Los pies se me infectaron (chapoteábamos con barro y mierda hasta las rodillas), me costaba andar, pero cada día hacía al menos un viaje desde Skopje a Radusa (35 kilómetros, más de una hora en automóvil por caminos de tierra) para llevarles a ella y a otros las cosas que necesitaban con urgencia: comida, algunas medicinas, compresas, golosinas para los críos. ¿El resultado? Demasiadas cosas que preferí no contar, porque estaba yo por en medio. Y un periodista no es noticia.
Los soldados macedonios vaciaron Radusa una noche y perdí de vista a esa mujer. Estaba a punto de irme de Macedonia cuando, por casualidad, me reencontré con ella. Estaba en mejor lugar y en mejores condiciones, aunque no supiera qué iba a ser de su vida. Nos abrazamos y lloramos. Creo que ese hecho sí lo incluí en una crónica, sin dar muchos detalles. Aquel viaje tuvo para mí un coste psicológico notable. Entendí muy bien a Bauluz.
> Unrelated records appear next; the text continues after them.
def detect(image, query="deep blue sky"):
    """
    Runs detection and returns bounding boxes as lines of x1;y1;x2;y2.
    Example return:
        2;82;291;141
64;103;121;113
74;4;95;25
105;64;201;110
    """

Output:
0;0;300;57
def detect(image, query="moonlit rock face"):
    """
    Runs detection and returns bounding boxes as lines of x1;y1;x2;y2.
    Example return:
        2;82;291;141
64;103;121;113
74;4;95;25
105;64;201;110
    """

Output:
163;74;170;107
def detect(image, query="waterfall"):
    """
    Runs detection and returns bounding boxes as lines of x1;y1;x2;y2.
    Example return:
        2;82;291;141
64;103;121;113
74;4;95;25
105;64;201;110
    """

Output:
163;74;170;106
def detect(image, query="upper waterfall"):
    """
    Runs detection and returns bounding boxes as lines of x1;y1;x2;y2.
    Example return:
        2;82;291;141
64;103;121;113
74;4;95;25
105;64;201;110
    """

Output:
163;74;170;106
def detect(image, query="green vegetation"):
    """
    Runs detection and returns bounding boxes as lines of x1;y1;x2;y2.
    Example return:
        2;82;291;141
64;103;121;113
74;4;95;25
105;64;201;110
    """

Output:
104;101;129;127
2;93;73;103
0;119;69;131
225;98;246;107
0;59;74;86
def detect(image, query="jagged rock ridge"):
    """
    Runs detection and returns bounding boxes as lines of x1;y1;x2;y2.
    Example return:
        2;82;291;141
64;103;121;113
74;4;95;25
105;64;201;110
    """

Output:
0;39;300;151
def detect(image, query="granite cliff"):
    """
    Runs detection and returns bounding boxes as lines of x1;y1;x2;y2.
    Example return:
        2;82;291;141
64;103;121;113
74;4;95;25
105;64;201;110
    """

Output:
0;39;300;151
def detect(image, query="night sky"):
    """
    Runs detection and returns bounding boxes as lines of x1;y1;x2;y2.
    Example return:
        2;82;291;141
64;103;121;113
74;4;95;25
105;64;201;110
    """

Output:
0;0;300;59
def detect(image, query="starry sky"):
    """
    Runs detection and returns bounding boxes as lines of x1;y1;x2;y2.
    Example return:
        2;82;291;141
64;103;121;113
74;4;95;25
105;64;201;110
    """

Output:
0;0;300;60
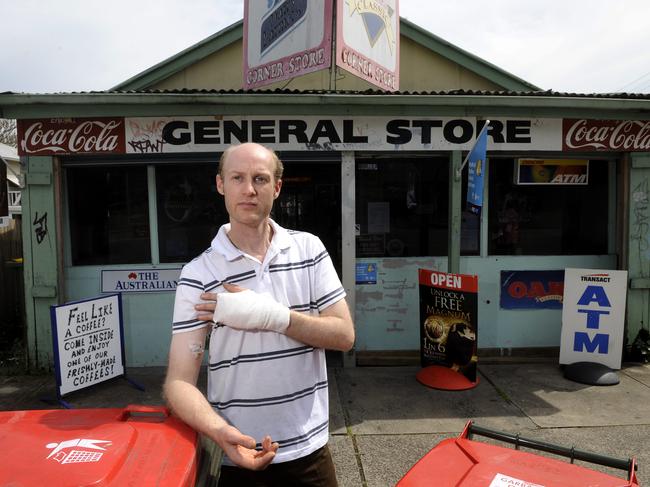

No les voy a contar solo tragedias. En 1985, durante una solitaria vuelta al mundo (como viajero, no como periodista), conocí a un tipo en el bar de un hotel de Hong Kong. El tipo era inglés, vendía ladrillos refractarios y acaba de hacer buenos negocios en la que aún era colonia británica. Después de un par de copas, me hizo una propuesta insólita. Volaba a Londres al día siguiente, quería pasar una última noche desenfrenada y me pidió que le acompañara. Él pagaba. Lo que yo debía hacer era llevarle hasta el avión por la mañana, vivo o muerto.
Mencioné de pasada la anécdota en un libro. Un amigo editor, Enrique Murillo, me comentó que en esa noche había una novela. Quizá tenía razón. Pero yo no escribo novelas. Desde luego, podría haber sacado de esa noche salvaje un reportaje muy entretenido sobre la noche de Hong Kong. El problema es que salía yo. Y, por tanto, preferí no publicarlo.